Le projet de loi de finances 2022 a été présenté hier en Conseil des ministres. Ce projet de loi est largement en deçà des enjeux auxquels est confronté le système éducatif, épuisé par cinq années de refus du gouvernement de donner au service public d’éducation les moyens de fonctionner correctement et de garantir l’égalité de traitement des élèves sur le territoire.
À tous les niveaux, les moyens manquent cruellement.
Les personnels médico-sociaux manquent dans de nombreuses circonscriptions et de nombreux établissements. On ne compte ainsi en moyenne qu’un médecin pour 12 000 élèves. Les Pial destinés à mettre en œuvre une vision strictement comptable de l’inclusion scolaire conduisent à limiter fortement les moyens d’accompagnement. Dans le second degré, le budget prévoit la suppression de 300 postes d’enseignant⋅es. Cela porte à 7 800 le nombre de postes supprimés dans le second degré dans un contexte de hausse démographique, en partie détournés au profit de postes d’inspection et d’heures supplémentaires. Les augmentations de salaire sont à la fois dérisoires, comme la grille indiciaire des AESH déjà rendue obsolète suite à l’augmentation du Smic, et limitées à des mesures catégorielles, comme les primes destinées aux personnels enseignants qui ne concernent qu’une partie de la profession.

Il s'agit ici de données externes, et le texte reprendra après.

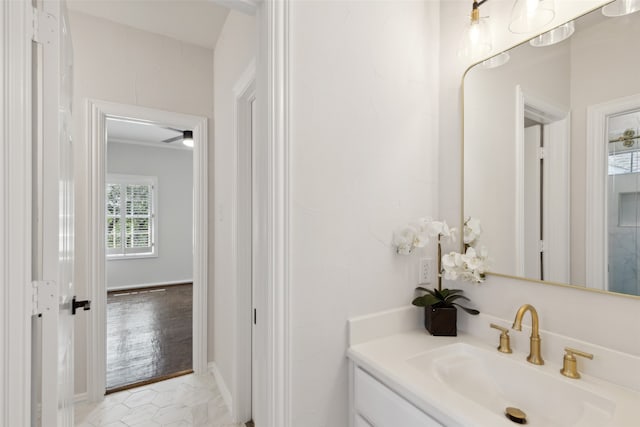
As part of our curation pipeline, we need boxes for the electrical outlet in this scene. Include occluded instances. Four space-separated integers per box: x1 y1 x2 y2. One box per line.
418 258 436 285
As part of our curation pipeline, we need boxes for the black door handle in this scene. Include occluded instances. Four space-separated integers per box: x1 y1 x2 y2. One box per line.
71 296 91 315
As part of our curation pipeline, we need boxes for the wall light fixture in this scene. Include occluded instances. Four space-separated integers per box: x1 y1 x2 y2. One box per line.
509 0 556 34
458 0 492 60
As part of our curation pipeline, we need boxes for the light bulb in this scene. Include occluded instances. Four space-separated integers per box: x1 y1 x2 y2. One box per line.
458 18 492 61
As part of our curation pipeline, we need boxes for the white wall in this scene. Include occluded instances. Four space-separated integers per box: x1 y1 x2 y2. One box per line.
290 1 440 427
439 0 640 363
214 11 257 404
107 141 193 289
70 12 213 393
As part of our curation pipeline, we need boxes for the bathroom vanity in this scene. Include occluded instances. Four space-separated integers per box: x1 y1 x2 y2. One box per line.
347 307 640 427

SUD éducation réclame depuis dix-huit mois un plan d’urgence pour l’éducation, prévoyant des recrutements importants afin de diminuer les effectifs en classe, un accent mis sur la formation continue des personnels, et des moyens matériels permettant une mise à niveau du bâtis scolaire pour faire face aux enjeux sanitaires et climatiques des années à venir. Le budget soumis par le gouvernement n’est à la hauteur d’aucun de ces enjeux.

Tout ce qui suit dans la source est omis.